Purpose: Uveal melanoma (UM) is the most common malignant intraocular malignancy in adults, leading to visual loss and even death when metastasizes to main organs. Recent treatment modalities have been developed to prevent enucleation-related vision loss and death. Having a proper animal model for intraocular melanoma is necessitated to examine the efficacy of new treatment strategies. This study was conducted to develop a rabbit model of intraocular melanoma.

Methods: Eight-month old New Zealand white rabbits were inoculated with 3 X 106 cultivated human UM cells per 0.1ml FBS following a 5-day immunosuppression with oral cyclosporine. Either trans-scleral or intravitreal approaches were used and the inoculated eyes were examined weekly for any evidence of intraocular tumor formation. Oral cyclosporine was continued for 4 weeks when the rabbits were euthanized and the inoculated eyes were enucleated. Routine histology and immunohistochemistry for melan A were then performed.

Results: Trans-scleral, intravitreal, and a combination of trans-scleral and intravitreal approaches were used in 3, 3, and 1 rabbits respectively. Clinical examinations revealed no evidence of intraocular tumor in any of the inoculated eyes.

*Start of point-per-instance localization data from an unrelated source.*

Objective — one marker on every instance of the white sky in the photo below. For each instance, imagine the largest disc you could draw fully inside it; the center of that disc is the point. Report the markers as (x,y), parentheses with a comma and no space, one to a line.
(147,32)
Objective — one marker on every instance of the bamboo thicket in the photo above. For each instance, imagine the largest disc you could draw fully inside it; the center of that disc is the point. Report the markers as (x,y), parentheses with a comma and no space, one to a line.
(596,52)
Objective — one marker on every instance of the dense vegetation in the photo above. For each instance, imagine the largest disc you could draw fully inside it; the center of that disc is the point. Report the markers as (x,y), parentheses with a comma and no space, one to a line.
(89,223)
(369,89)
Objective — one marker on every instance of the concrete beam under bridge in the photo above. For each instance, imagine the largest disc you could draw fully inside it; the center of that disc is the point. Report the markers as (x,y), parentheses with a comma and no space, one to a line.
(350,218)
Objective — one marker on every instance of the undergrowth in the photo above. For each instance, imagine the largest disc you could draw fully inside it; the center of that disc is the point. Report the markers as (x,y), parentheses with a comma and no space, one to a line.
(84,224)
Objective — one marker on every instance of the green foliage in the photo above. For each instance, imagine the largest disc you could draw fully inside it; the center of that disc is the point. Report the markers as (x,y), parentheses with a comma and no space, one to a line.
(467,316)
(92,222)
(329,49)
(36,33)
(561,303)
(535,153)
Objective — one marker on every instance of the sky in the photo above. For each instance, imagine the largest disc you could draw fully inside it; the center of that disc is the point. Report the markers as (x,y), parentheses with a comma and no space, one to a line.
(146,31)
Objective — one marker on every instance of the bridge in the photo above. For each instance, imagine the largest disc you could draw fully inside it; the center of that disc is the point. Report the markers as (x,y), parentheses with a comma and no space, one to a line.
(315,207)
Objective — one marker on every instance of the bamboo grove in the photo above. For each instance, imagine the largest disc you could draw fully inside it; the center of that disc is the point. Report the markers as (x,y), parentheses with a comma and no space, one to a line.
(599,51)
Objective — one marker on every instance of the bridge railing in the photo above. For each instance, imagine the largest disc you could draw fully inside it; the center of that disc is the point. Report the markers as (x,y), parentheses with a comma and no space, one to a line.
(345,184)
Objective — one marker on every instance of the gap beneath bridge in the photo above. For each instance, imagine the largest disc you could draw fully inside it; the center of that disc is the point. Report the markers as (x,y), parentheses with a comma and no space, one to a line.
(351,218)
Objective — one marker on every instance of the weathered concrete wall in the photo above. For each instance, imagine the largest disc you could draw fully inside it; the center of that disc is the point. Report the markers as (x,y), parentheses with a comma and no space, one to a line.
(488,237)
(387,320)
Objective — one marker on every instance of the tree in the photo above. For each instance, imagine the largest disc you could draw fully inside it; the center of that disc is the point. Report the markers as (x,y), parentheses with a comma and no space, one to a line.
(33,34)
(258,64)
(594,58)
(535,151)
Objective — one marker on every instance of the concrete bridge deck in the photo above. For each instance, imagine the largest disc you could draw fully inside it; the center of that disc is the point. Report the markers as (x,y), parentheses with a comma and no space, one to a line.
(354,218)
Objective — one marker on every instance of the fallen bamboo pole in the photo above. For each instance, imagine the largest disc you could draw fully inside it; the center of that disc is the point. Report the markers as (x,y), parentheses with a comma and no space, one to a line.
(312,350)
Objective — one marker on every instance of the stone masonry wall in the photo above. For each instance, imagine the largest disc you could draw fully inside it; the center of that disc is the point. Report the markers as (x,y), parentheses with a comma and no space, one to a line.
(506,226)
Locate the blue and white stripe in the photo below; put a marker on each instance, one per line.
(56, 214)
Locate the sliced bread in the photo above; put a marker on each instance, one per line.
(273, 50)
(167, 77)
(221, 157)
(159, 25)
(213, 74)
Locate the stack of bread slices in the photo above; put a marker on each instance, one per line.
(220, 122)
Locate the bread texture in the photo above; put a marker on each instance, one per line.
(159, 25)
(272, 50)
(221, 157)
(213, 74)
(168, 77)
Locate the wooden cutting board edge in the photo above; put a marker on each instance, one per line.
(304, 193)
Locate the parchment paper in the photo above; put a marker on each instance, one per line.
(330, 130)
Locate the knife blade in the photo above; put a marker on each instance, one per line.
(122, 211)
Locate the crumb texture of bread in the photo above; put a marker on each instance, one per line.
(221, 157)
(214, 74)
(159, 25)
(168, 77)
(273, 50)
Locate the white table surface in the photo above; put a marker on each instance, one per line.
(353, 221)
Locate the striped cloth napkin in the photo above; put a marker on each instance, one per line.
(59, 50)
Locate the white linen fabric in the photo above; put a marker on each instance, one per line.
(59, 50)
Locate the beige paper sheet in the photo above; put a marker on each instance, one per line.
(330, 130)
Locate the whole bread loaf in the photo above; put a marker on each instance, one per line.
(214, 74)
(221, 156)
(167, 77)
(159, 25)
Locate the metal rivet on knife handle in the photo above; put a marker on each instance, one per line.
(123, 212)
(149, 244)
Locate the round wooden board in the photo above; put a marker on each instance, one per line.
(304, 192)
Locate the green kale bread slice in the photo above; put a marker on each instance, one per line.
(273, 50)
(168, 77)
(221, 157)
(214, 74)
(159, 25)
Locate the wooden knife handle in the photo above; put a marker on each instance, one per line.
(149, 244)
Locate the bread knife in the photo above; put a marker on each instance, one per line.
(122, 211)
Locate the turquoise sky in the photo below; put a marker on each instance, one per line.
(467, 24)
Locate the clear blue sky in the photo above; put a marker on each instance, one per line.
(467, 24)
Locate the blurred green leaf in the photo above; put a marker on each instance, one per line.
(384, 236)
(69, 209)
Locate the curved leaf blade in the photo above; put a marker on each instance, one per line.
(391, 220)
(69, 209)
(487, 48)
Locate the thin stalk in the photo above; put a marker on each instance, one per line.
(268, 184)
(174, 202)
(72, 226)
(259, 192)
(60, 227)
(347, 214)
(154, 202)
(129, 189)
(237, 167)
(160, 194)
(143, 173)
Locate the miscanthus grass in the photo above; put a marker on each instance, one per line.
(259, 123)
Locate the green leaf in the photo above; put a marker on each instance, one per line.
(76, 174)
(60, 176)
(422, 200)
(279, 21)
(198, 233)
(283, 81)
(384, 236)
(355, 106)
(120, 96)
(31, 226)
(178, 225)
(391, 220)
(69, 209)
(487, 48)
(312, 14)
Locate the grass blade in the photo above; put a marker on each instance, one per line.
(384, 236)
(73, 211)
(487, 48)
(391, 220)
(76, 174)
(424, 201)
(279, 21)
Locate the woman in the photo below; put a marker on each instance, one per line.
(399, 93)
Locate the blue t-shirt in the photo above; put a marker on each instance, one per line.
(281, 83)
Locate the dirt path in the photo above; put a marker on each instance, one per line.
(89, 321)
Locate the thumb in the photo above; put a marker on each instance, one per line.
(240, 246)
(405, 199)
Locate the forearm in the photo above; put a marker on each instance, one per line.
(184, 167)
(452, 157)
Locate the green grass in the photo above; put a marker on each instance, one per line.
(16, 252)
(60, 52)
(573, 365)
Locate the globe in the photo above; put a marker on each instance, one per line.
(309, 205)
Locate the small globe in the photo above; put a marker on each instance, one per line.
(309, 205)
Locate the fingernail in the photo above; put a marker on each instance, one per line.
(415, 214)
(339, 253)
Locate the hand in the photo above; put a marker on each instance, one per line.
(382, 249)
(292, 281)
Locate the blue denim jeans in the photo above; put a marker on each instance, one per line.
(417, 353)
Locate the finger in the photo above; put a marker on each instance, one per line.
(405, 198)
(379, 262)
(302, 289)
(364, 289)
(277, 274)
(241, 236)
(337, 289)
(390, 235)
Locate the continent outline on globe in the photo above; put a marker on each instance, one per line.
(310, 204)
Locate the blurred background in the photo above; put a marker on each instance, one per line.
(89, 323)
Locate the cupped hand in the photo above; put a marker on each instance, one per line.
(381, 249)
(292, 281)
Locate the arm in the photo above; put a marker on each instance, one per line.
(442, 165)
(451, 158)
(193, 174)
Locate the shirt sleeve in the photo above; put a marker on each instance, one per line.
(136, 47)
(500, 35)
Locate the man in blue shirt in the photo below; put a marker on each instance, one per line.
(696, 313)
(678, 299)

Light microscopy disclosed either episcleral micronodules or intravitreal sheaths of tumor cells in 3 of 3 intravitral cases, 1 of 3 trans-scleral cases and 1 of 1 combined case.

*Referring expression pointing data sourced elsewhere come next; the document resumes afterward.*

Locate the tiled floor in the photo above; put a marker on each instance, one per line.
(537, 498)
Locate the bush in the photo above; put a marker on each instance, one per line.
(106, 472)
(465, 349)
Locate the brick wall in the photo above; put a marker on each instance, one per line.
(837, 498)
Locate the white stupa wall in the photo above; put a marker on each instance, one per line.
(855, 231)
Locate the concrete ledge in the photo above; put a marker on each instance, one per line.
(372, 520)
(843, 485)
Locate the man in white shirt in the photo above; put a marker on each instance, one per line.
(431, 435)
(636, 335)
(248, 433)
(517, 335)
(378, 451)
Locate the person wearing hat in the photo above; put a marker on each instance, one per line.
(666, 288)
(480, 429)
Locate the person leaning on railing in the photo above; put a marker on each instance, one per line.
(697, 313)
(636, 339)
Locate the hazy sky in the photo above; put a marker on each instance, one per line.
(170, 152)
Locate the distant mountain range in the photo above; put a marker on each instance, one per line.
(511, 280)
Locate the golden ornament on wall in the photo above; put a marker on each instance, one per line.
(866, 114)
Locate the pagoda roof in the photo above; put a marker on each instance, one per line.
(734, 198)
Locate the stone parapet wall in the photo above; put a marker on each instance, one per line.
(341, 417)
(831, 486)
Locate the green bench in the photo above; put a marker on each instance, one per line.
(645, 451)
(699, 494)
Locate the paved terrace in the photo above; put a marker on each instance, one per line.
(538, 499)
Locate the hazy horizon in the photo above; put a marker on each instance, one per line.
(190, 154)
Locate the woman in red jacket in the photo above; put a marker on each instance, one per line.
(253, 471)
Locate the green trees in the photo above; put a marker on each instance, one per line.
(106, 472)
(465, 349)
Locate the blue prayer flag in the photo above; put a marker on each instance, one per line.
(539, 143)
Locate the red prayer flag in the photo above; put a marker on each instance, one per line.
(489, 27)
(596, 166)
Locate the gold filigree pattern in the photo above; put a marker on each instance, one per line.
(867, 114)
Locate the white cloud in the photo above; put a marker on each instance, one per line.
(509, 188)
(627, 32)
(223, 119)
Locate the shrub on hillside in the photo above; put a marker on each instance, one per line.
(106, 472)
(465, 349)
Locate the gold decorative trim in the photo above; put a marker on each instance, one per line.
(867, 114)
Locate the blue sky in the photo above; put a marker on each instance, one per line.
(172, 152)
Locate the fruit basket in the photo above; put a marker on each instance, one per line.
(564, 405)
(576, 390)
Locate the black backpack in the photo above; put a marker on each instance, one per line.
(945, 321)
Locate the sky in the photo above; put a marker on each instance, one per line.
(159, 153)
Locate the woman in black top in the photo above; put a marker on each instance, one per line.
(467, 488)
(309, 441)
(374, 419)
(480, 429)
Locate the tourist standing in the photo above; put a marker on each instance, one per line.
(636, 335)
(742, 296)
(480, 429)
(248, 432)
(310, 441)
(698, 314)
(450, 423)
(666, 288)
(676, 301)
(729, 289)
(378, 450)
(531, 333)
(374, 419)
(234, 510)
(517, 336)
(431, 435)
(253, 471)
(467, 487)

Conclusion: It seems that intravitreal injection of cultivated human UM cells, is more feasible and effective than trans-scleral approach for development of UM animal model. To our best knowledge, this study was the first experience to induce an animal model of intraocular melanoma in Iran. Further study with longer follow-up and using small rodents with more effective immunosuppression is suggested to obtain a gross intraocular melanoma.